There is also a connection between the mind and spirituality/religion. Many think that to experience the spiritual and divine, you must deny the body, the impure. Using one’s mind, one could achieve the ultimate experience of divine.

Let’s take a look at Christian Ascetics. The teaching of many ascetics (including other faiths) expound upon the values of self-denial in favor of becoming spiritual. This includes fasting, restraining from activities that one takes pleasure in, and leaving society. But what does this do to the body? Deny the body and you deny your mind, and thus denying the body/mind you deny the spiritual nature we are.

Open your eyes to the world around you. Touch nature, and you touch the divine. No matter your personal beliefs, it is so easy to appreciate nature. Nature is now being scientifically studied on its effects on people. Nature is divine, and it can heal. Religion’s task is to bring us to the divine, but the divine is all around us. Our bodies are divine, plants, rocks, dead leaves: everything is divine. Look at Native American beliefs, and you see this word-view as well. Rocks don’t have spirits, you say. Rocks are spirits. Now think: we don’t have souls, we are souls. Bringing us back to the body/mind, we just add soul. We are body/mind/soul all in one, not separate at all.
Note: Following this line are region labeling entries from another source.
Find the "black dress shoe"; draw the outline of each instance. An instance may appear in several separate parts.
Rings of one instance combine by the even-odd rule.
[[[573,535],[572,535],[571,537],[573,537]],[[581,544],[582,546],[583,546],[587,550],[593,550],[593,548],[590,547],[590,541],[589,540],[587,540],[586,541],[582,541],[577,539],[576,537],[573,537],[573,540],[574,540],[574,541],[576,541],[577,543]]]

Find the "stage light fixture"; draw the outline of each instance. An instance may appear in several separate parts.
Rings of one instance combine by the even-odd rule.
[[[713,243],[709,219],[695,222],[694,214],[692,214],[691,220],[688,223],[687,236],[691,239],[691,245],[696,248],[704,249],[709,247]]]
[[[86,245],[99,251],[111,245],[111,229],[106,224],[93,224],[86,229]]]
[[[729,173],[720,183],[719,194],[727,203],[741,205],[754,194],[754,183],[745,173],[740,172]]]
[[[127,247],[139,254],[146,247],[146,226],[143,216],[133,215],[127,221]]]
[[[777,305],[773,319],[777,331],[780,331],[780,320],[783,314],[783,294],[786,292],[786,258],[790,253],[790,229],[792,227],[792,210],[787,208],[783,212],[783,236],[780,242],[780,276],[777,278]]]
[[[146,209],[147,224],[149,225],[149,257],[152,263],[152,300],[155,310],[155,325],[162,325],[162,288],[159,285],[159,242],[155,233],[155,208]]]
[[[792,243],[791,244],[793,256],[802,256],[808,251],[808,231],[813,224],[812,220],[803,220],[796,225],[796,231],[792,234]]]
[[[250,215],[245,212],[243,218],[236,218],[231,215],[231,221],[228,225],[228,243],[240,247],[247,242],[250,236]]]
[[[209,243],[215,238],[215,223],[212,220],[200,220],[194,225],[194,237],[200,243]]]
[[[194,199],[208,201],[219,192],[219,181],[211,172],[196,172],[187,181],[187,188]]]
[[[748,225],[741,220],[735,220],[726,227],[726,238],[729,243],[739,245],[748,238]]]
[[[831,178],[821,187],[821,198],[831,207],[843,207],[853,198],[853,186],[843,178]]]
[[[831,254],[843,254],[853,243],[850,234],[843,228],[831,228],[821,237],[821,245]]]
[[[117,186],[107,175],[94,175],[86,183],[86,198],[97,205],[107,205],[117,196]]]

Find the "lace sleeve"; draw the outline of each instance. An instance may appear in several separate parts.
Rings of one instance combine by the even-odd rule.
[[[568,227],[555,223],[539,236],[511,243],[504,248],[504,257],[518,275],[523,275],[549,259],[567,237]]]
Reading recently about psychic talents, I came to a stumble upon my idea. While some of the exercises stated make sense, there is the tendency to ignore the body in favor of the brain/mind. I call bullshit. Chakra meditation has lead me to understand that my brain is the most overactive part of me, leading me to neglect my body as a whole. I know that after I’ve begun working on balance, I’ve noticed I’ve been healthier. I’ve noticed the world around me is more magical and wonderful without my brain over-thinking. Meditation certainly brings everything back into perspective for me.

We are all physical beings, not brains, not soul waiting to move on. Think about the miracle it is to walk, breathe, run, laugh, talk. We do most of those naturally (talking being less natural) using our body that is our mind. I know I don’t think “Left leg, move.” It just moves when I want it to. I don’t have to consciously think about it. That is how life should be, easy, flowing and beautiful.

So how does this relate to spirituality? Whenever you do anything spiritual, whether it is with God, Allah, Shiva, etc, it isn’t about your head, its about everything. For to look at the world around you, the natural beauty of life, you begin to see that divinity not in our heads, it’s everywhere around us, including our left toes.